Today (March 29), the Vancouver-based environmental group criticized plans in the federal budget to “weaken” the environmental review process.

“The federal government has complained for many months about the length of the review process in the case of the proposed Enbridge Northern Gateway Pipeline, and so now it appears set to try and cut back environmental review to make it easier for future projects, like Kinder Morgan’s planned pipeline expansion,” Ben West, the Wilderness Committee’s healthy communities campaigner, said in a news release.

According to a 2012 budget backgrounder, the Harper government seeks to “establish clear timelines, reduce duplication and regulatory burdens” for major projects through “system-wide legislative improvements” to the environmental review process. The plan is to “focus resources on large projects where the potential environmental impacts are the greatest”.

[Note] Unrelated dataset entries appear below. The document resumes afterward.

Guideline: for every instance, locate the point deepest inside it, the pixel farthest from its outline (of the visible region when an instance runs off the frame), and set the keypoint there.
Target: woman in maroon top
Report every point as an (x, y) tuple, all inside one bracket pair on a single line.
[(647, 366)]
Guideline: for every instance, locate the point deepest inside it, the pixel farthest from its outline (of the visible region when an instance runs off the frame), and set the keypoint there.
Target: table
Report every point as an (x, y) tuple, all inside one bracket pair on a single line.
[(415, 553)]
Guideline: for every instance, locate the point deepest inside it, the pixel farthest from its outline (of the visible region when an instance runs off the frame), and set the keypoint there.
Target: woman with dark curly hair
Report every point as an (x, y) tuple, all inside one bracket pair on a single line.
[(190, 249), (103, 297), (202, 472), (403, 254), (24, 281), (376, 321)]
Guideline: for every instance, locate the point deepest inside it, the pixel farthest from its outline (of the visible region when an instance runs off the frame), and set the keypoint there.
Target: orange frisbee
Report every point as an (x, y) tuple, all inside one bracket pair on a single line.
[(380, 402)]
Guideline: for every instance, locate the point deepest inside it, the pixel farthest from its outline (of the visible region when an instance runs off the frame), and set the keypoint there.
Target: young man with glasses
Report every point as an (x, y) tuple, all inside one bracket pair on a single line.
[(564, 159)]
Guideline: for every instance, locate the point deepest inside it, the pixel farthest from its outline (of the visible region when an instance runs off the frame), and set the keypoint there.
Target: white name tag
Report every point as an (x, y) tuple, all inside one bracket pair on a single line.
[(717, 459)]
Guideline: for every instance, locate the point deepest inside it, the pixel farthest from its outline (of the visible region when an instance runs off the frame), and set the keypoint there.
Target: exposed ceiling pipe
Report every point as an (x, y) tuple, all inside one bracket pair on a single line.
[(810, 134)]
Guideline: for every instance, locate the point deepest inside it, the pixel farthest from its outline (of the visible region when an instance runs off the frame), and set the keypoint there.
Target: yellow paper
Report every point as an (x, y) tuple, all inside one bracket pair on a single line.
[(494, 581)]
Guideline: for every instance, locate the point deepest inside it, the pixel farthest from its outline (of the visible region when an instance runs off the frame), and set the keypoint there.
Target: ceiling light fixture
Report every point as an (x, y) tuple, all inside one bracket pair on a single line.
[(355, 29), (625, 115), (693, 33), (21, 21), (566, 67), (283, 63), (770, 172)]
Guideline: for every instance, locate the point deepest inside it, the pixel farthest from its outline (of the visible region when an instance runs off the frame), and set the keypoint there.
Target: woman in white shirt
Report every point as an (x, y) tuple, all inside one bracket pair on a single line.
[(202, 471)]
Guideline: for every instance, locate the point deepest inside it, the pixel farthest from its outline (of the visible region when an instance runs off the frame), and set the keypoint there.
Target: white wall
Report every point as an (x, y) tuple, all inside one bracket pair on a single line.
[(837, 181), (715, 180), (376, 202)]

“We will implement responsible resource development and smart regulation for major economic projects, respecting provincial jurisdiction and maintaining the highest standards of environmental protection. We will streamline the review process for such projects, according to the following principle: one project, one review, completed in a clearly defined time period,” Minister of Finance Jim Flaherty said in his budget speech.

According to Équiterre, the proposed changes to the environmental review process would make it harder for environmentalists and the public to have their concerns heard when it comes to major projects. The Montreal-based environmental group also noted the Harper government plans to shut down the National Round Table on the Environment and the Economy.

“In a budget that seems to have been written for, and even by, big oil interests, the Harper government is gutting the environmental protections that Canadians have depended on for decades to safeguard our families and nature from pollution, toxic contamination and other environmental problems,” Steven Guilbeault, deputy director of Équiterre, said in a release.

In a shot at environmental groups, the budget would allocate $8 million to the Canada Revenue Agency for a crackdown on charities engaged in “political activities”.

“It is also proposed that the Income Tax Act be amended to restrict the extent to which charities may fund the political activities of other qualified donees, and to introduce new sanctions for charities that exceed the limits on political activities, or that fail to provide complete and accurate information in relation to any aspect of their annual return,” the budget plan states.